Chromecast audio: command line

When I was casting about (I’m allowed one Dad pun per article. Oops, I mean bad pun. Sorry that was two much fun.)  for home audio solutions (It’s what the kids call speakers these days) a friend of mine encouraged me to try out Google’s Chromecast Audio device. And so another internet connected creature entered our home. This post starts with a rant. Feel free to skip to the section that says “Commandline” …

I was simultaneously curious, impressed, and a little disgusted by the Chromecast Audio. We got the Chromecast at the same time as the Synology NAS did and I found the two to be a study in contrast.

Synology gives you an appliance – it’s a snap to setup, to update, and to add functionality (“Apps”) to. This is great, but even greater is that you get root access – it’s a Linux powered box that you own and have control over – you can de-Appliance it.

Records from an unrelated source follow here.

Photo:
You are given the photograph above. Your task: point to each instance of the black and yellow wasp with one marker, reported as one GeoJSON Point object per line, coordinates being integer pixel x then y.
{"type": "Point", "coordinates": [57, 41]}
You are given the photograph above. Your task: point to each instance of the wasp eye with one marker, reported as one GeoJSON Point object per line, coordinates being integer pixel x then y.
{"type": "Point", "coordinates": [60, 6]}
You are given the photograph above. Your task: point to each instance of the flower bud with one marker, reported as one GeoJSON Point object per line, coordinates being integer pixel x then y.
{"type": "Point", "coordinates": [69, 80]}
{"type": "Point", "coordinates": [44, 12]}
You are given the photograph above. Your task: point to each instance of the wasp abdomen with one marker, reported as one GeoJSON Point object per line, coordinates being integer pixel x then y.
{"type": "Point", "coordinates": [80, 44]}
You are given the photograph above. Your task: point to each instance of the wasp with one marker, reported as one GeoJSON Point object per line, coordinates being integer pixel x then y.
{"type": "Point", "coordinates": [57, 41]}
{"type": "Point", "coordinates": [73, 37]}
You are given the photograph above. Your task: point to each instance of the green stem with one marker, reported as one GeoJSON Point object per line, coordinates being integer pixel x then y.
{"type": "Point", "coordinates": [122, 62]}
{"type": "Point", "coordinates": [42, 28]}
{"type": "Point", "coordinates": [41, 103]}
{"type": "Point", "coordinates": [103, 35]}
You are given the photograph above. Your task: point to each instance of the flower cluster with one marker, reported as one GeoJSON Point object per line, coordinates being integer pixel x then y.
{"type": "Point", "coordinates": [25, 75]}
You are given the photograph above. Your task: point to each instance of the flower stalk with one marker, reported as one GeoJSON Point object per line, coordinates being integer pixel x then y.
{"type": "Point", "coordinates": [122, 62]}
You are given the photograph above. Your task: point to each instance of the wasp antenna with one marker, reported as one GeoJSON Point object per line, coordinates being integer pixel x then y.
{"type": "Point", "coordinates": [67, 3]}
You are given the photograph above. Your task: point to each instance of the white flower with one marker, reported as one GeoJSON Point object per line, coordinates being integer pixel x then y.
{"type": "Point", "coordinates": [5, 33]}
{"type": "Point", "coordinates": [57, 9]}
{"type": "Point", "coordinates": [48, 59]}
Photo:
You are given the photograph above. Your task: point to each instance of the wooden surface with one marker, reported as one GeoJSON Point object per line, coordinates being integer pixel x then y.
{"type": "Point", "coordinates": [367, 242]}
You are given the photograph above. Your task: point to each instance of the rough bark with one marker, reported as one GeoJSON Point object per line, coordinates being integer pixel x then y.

The Chromecast Audio is a modern appliance. It’s a black box that has very little to configure (good) and it’s locked down in a weird way (very bad). It’s an internet connected device that updates itself and there is no way to access what’s inside. Thankfully, it does not have a camera or a microphone. Google does release some sort of source code. It’s a 4GB tar file. It’s not clear if this is the whole software the box is running, and if it’s the latest version. So there’s that.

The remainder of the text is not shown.